CCR, la grande ripartenza

Ripartenza effettiva. Anche se con tutte le precauzioni del caso, il Circolo Culturale e Ricreativo della nostra Bcc ha ripreso le iniziative. È stata infatti riaperta ai soci la sede nell’auditorium Don Besana (in attesa di poter utilizzare i nuovi spazi di via Verdi), sono riprese le uscite culturali e, soprattutto, il CCR è tornato a organizzare una serie di proposte dedicate al territorio. «La voglia di fare però non è mai venuta meno», osserva la presidente del CCR Maria Carla Ceriotti. «Nel rispetto di tutte le norme, a tutela della salute dei soci, il CCR è ripartito. E lo ha fatto con tanto entusiasmo e tanta partecipazione. Le uscite che sono state proposte infatti hanno subito riscontrato un tutto esaurito e un’adesione importante.
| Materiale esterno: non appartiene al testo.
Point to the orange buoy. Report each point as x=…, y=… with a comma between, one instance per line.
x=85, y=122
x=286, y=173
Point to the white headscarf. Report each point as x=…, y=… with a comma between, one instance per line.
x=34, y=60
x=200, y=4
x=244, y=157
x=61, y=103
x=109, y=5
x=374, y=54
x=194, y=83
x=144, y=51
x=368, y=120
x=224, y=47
È questo il miglior segno di una voglia di rinascita che, pur stante l’emergenza sanitaria, testimonia l’affiatamento che si è creato attorno alla nostra associazione». Il tutto esaurito è stato riscontrato in occasione dell’uscita a Parma dello scorso settembre: la città emiliana, scelta appositamente perché “Capitale italiana della Cultura 2020-21”, ha segnato la voglia di stare insieme, ma anche l’importanza della condivisione. Grande adesione ha riscontrato anche l’uscita a Novara, fatta il 20 novembre, per guardare da vicino l’imponente cupola della basilica di San Gaudenzio, opera dell’architetto Alessandro Antonelli. Esauriti i posti disponibili anche per il capodanno a Ischia. Ottima anche la risposta in occasione del concerto dell’orchestra e coro Amadeus con il quale è stato chiuso il progetto MoSaIC e l’Opera di Solidarietà che ha trovato una nuova “versione invernale” nel concerto di Sant’Ambrogio a Parabiago il 4 dicembre. Il prossimo appuntamento è per giovedì 16 dicembre, dalle 20.30 nell’auditorium Don Besana per uno scambio di auguri tra i soci e gli amici del CCR.